19 nov 2020 às 17:09
Lewis Hamilton ganhou um capacete de Michael Shumacher, das mãos do próprio filho do piloto, Mick Shumacher Mick Shumacher
Lewis Hamilton ganhou um capacete de Michael Shumacher, das mãos do próprio filho do piloto, Mick Shumacher Mick Shumacher Crédito: F1/Divulgação
O heptacampeão mundial de Fórmula 1 Lewis Hamilton disse acreditar que seu esporte terá um futuro brilhante e mais diversificado, mas não tirará o pé do acelerador na busca por mudanças. O piloto da Mercedes, o primeiro negro e campeão da F1, disse à Reuters Television em uma entrevista que também torce por mais sucessos com uma equipe que dominou a modalidade nos últimos sete anos.
O britânico é o piloto mais bem-sucedido da F1, tendo igualado os sete títulos recordes de Michael Schumacher, lenda da Ferrari, e superado a marca de vitórias do alemão com as 94 que acumulou.
"Neste ano houve um despertar", disse o esportista de 35 anos, que selou seu sétimo título e sexto com a Mercedes ao vencer na Turquia no final de semana passado.

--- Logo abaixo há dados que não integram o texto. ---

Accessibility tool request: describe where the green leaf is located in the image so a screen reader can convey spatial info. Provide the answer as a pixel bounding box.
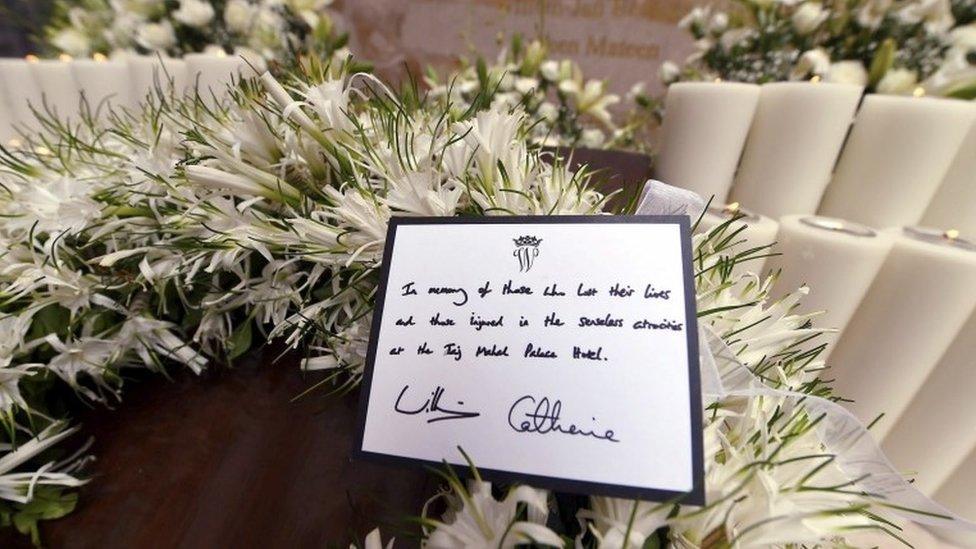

"Ele já provocou uma mudança, mas é muito importante que não seja só simbolismo, é importante que não sejam só palavras... que pratiquemos ações reais para causar mudanças, para tornar este esporte mais diversificado."
Hamilton, que estreou na F1 em 2007, lembrou de como olhou os boxes do Grande Prêmio da Austrália no início do ano passado e publicou imagens no Instagram para mostrar a falta de diversidade chocante que viu.
"E aí cheguei ao final do ano e vi as fotos de todas as equipes... e havia três ou quatro pessoas de cor naquele contexto e lembro de pensar 'como é que isso não mudou nada desde que estou aqui?'"
Hamilton não citou nomes, mas neste ano criticou duramente o ex-chefe comercial da F1, Bernie Ecclestone, hoje com 90 anos, por insinuar que o esporte não tem um problema com o racismo.